Solution Approach 2:
The patent implements continuous feedback loops that monitor actual demand patterns, resource utilization metrics, and customer access outcomes. This feedback information is used to dynamically adjust resource allocation decisions in real-time, allowing the system to efficiently respond to changing conditions and maintain reliability without wasting resources during low-demand periods.
3Device complexity
If centralized processing is used, then resource management is simplified, but network traffic and computational burden on central systems increase
Solution Approach 1:
The patent segments the centralized processing architecture into distributed edge nodes that can independently process transactions locally. This segmentation eliminates the need for all transaction data to traverse the network to a central system, dramatically reducing network traffic and computational burden on central infrastructure while maintaining coordinated resource management through standardized protocols and interfaces.
Solution Approach 2:
The patent introduces edge nodes as intermediary computing resources between customers and the centralized system. These intermediaries handle local processing and resource management autonomously, reducing the direct computational burden on central systems and minimizing network traffic while still enabling centralized oversight and coordination when needed through standardized communication protocols.
Data Source
AI summary
This application describes apparatus and methods for distributing computing resources using edge-computing. Apparatus may include an edge node that is positioned in a target geographic region. The edge-node may include information needed to process transactions that occur locally in the target geographic region.

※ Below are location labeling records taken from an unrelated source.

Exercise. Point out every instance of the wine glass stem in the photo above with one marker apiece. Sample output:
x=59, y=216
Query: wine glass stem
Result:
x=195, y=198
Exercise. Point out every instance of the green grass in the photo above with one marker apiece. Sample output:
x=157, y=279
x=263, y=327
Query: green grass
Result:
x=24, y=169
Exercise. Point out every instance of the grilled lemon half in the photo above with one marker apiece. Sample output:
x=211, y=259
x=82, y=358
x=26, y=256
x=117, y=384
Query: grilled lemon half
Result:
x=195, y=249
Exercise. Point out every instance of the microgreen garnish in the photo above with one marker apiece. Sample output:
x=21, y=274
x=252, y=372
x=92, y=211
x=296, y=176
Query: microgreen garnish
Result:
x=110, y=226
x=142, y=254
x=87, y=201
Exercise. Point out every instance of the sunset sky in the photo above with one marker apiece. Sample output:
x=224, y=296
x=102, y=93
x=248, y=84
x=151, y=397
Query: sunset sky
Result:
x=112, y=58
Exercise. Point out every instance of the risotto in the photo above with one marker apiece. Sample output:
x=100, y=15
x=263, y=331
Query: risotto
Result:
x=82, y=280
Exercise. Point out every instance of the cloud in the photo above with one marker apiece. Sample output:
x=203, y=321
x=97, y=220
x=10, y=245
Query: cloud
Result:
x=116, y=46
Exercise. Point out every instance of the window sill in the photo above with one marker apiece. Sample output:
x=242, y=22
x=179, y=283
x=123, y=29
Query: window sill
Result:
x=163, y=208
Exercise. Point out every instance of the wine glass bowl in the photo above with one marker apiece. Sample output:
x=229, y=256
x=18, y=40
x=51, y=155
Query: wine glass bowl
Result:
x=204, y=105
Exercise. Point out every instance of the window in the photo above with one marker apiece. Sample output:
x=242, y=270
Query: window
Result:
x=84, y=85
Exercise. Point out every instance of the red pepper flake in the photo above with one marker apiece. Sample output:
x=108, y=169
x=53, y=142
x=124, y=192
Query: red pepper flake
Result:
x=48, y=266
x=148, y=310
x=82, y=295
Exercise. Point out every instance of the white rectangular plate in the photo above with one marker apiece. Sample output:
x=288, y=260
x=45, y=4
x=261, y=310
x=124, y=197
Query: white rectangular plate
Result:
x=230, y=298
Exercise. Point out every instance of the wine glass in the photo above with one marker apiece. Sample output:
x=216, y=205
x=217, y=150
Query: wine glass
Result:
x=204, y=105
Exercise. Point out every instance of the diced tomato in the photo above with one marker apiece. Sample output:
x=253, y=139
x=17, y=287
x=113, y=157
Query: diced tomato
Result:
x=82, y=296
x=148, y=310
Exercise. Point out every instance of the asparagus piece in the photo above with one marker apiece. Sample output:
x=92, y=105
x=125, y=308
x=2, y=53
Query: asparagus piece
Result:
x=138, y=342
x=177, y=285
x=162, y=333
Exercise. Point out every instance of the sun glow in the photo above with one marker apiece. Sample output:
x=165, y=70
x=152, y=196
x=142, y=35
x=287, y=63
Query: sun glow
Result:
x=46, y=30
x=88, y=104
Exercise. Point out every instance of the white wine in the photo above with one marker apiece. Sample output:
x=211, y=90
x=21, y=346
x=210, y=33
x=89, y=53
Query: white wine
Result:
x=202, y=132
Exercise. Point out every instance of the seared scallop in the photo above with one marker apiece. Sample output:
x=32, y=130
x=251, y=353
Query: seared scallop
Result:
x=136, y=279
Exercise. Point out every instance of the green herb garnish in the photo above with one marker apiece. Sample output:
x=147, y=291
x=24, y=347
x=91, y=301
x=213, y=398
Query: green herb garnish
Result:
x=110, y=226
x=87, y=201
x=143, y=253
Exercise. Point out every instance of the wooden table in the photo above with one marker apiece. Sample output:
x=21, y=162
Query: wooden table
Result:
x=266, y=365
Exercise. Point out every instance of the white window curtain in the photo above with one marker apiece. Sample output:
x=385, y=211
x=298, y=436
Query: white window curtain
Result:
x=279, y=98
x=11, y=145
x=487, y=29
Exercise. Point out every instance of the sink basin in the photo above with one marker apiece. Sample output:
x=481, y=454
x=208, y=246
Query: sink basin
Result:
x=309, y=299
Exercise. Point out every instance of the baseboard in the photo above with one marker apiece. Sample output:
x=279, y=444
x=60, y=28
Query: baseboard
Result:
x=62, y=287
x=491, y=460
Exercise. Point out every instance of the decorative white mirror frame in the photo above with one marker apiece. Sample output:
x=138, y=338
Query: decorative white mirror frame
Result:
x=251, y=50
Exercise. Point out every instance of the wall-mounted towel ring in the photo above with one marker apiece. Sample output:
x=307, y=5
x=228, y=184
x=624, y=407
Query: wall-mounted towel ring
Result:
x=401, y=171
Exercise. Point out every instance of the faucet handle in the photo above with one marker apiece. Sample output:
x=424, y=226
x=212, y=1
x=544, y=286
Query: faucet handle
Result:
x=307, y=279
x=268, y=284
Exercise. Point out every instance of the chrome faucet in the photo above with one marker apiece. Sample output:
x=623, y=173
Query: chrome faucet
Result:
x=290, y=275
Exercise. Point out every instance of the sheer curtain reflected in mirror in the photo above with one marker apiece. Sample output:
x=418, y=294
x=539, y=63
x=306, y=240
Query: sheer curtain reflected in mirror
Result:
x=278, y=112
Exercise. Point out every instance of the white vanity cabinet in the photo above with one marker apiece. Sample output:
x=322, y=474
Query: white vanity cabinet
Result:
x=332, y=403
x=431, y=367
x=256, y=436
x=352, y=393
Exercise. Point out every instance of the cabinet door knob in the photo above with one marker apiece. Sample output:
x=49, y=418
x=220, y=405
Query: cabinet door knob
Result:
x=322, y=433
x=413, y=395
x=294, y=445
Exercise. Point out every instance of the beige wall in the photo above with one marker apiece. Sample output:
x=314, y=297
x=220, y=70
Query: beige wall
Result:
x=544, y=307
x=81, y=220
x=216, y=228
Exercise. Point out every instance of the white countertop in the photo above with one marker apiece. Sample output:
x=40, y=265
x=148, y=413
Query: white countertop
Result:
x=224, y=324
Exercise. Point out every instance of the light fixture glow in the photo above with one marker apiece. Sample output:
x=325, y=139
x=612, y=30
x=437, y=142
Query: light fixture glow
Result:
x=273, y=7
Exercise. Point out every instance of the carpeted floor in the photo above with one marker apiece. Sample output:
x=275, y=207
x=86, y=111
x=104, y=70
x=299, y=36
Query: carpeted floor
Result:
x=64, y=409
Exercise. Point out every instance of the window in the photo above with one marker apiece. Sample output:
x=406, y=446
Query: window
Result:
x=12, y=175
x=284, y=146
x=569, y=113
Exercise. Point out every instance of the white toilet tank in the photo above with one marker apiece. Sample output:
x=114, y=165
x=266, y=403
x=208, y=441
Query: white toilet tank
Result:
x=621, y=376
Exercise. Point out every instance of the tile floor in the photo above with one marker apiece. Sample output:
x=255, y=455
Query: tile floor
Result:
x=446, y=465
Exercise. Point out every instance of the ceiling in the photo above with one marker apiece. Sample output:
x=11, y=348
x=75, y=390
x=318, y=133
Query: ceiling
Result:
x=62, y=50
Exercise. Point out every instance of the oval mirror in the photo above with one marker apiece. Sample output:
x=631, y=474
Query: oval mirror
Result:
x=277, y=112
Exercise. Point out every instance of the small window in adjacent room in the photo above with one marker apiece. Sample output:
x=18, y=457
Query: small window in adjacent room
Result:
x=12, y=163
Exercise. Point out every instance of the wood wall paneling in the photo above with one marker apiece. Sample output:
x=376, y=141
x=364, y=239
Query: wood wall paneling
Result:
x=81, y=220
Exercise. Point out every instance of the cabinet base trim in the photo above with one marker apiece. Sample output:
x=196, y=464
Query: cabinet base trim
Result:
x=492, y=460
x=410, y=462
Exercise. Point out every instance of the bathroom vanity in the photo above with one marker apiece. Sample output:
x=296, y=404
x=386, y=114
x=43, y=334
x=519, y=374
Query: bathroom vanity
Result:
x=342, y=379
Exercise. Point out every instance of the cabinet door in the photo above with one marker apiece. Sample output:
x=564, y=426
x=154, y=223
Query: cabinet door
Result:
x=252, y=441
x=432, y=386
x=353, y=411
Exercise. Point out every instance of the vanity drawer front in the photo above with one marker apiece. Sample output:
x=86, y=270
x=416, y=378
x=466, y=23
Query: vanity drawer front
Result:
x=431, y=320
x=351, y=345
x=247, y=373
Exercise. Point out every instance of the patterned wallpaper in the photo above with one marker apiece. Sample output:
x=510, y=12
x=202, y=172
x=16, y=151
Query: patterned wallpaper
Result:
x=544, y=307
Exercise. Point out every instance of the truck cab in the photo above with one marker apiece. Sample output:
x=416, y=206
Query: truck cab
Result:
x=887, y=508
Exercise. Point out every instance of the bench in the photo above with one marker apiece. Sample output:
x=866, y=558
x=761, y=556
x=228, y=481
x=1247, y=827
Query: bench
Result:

The edge-node may process the transaction without communicating with a central server. The edge-node may support processing transactions on behalf of a variety of financial institutions and merchant processing systems. Processing the transaction locally may reduce computational resources typically required by region server to process high volumes of transactions. The edge-nodes would process transactions locally, close to a location of at least one party to the transaction.